ROC manufacturing value or supply exceeds 50%: for property it should be proven that ROC manufacturing value added exceeds 50%; in the case of engineering or labor it should be proven that these are ROC supplied.

Article 7

In conducting a particular procurement, an entity shall award the contract to a local supplier where a foreign supplier’s tender is the lowest bid and itsbid price satisfies the principle of contract award prescribed in paragraph 1 of Article 52 of the Act, and the lowest bid price of the local supplier which meets the requirement in paragraph 3 of Article 5exceeds that of the foreign supplier but is within the preferential amount as provided in paragraph 2 ofArticle 5. Where the local supplier’s bid price exceeds the preferential amount, the contract shall be awarded to the foreign supplierwithout further negotiation with the local supplier on the reduction of price.

The bid price of the local supplier which may be awarded by preference according to the calculation set out in the preceding paragraph shall not exceed, where a government estimate is set for the procurement, the upper limit for over government estimate as provided in paragraph 2 of Article 53of the Act; where no government estimate is set for the procurement,the amount recommended by a committee as provided in Article 54 of the Act.

In any case, the award price in the preceding paragraph must not exceed the budget amount.

When the body carries out special procurement and a foreign

company's bid is the lowest bid and meets the lowest bid contract awarding principles of Item 1, Article 52 of this law, and the ROC company bid is higher than the foreign company's according to Item 3, Article 5, within the preference price set in Item 2, Article 5, the contract should be awarded to the ROC company. When the preference price is exceeded the contract should be awarded to the foreign bid.

The bid that is selected on a priority basis according to the calculation in

the previous item shall not exceed the limit on the super low bid in Item 2

Article 53 in a procurement case with a set lowest bid. When a lowest bid

has not been set the suggested value of the evaluation committee in Article 14 shall not be exceeded.

The bid selection prices in the previous item shall not exceed the budget

Article 8

In conducting a particular procurement, an entity shall prescribe in the tender documentation that a local supplier who has been awarded a contract based on preferential price shall submit to the entity for verification the evidence documents relating to the locally made or supplied item as provided in Article 6 during the term of contract performance.

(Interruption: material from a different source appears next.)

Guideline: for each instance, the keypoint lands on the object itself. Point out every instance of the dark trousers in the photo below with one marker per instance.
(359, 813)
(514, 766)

The contract which is awarded to a local supplier in accordance with the provision set out in the preceding paragraph must explicitly state that, in case that the supplier fails to provide locally made or supplied item, the entity may take the following measures:

  1. terminate the contract.
  2. rescind the contract.
  3. claim for damages of awarding a price which is higher than the bid price of the foreign supplier.
  4. forfeit the performance bond.
  5. notify the supplier to improve, remove or re-do the work, or replace or recall the product within a time-limit in accordance with paragraph 1 of Article 72of the Act.
  6. handle in accordance with Article 101 of the Act.
  7. take any other measures as provided in the contract.

Article 9

ThisRegulationsrules shall take effect May 27, 1999.

Note: In case of discrepancies between the Chinese version and this English version, the Chinese version shall prevail.